Imai Shunichi, Shinoda Masahiro, Obara Hideaki, Kitago Minoru, Hibi Taizo, Abe Yuta, Yagi Hiroshi, Matsubara Kentaro, Higashi Hisanobu, Itano Osamu, Kitagawa Yuko
Department of Surgery, Keio University School of Medicine, Tokyo, Japan.
Ann Transplant. 2018 Jan 9;23:25-33. doi: 10.12659/aot.905817.
BACKGROUND Tolvaptan, an antagonist of the vasopressin V2 receptor is a novel oral diuretic that promotes water excretion selectively. We have used furosemide as a primary diuretic and added human atrial natriuretic peptide (hANP) if necessary for fluid management postoperatively in living-donor liver transplantation (LDLT) recipients. Recently we introduced tolvaptan and used both tolvaptan and furosemide as primary diuretics. MATERIAL AND METHODS Clinical outcomes were compared between LDLT recipients whose postoperative fluid management was performed before (control group, n=10) and after (tolvaptan group, n=16) introduction of tolvaptan. RESULTS Preoperative and intraoperative demographic data did not differ significantly between the groups except for the period of post-surgical follow-up and total ischemic time. Urine volume was 1,242±692, 2,240±1307, and 2,268±1262 mL on postoperative day 1, 3, and 7, respectively, in the tolvaptan group. These volumes did not significantly differ from those in control group (1,027±462, 1,788±909, and 2,057±1216 mL on day 1, 3, and 7 postoperatively, respectively). Body weight gain and fluid volume from abdominal drainage tubes postoperatively did not differ significantly between groups. The time from hANP initiation to discontinuation and the time to removal of central vein catheters were significantly reduced in tolvaptan-treated patients. No severe side effects directly related to tolvaptan were observed. The survival rate at month 6 was 90.0% in control patients versus 93.8% in tolvaptan-treated patients. CONCLUSIONS The outcomes of this investigation indicate that tolvaptan in combination with furosemide provides an adequate diuretic for fluid management subsequent to LDLT without causing adverse effects.

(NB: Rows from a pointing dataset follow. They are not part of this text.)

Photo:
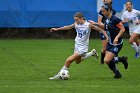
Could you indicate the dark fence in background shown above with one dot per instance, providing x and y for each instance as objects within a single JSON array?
[{"x": 43, "y": 33}]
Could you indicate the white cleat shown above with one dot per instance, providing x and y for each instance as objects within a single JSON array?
[
  {"x": 95, "y": 54},
  {"x": 54, "y": 77}
]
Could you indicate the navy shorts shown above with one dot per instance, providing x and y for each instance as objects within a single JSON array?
[
  {"x": 114, "y": 49},
  {"x": 102, "y": 36}
]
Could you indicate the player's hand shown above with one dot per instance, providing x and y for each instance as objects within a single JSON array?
[
  {"x": 53, "y": 29},
  {"x": 115, "y": 41},
  {"x": 92, "y": 22},
  {"x": 126, "y": 19},
  {"x": 137, "y": 22}
]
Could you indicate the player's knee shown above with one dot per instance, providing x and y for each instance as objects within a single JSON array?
[
  {"x": 106, "y": 60},
  {"x": 77, "y": 62},
  {"x": 131, "y": 41}
]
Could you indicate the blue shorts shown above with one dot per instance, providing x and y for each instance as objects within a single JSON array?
[
  {"x": 114, "y": 49},
  {"x": 102, "y": 36}
]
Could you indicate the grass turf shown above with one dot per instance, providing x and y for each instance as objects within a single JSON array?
[{"x": 26, "y": 65}]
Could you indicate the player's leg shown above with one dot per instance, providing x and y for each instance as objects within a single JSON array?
[
  {"x": 134, "y": 41},
  {"x": 67, "y": 64},
  {"x": 104, "y": 42},
  {"x": 87, "y": 55},
  {"x": 109, "y": 60}
]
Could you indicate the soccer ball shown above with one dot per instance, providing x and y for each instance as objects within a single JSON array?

背景 托伐普坦是一种血管加压素V2受体拮抗剂,是一种新型口服利尿剂,可选择性促进水排泄。在活体肝移植(LDLT)受者术后的液体管理中,我们一直将呋塞米作为主要利尿剂,并在必要时添加人心房利钠肽(hANP)。最近,我们引入了托伐普坦,并将托伐普坦和呋塞米都用作主要利尿剂。材料与方法 比较了在引入托伐普坦之前(对照组,n = 10)和之后(托伐普坦组,n = 16)进行术后液体管理的LDLT受者的临床结果。结果 除手术后续随访时间和总缺血时间外,两组术前和术中的人口统计学数据无显著差异。托伐普坦组术后第1、3和7天的尿量分别为1242±692、2240±1307和2268±1262 mL。这些尿量与对照组(术后第1、3和7天分别为1027±462、1788±909和2057±1216 mL)无显著差异。术后体重增加和腹腔引流管的液体量在两组之间无显著差异。托伐普坦治疗的患者从开始使用hANP到停用的时间以及拔除中心静脉导管的时间显著缩短。未观察到与托伐普坦直接相关的严重副作用。对照组患者6个月时的生存率为90.0%,而托伐普坦治疗患者为93.8%。结论 本研究结果表明,托伐普坦与呋塞米联合使用可为LDLT术后的液体管理提供足够的利尿作用,且不会引起不良反应。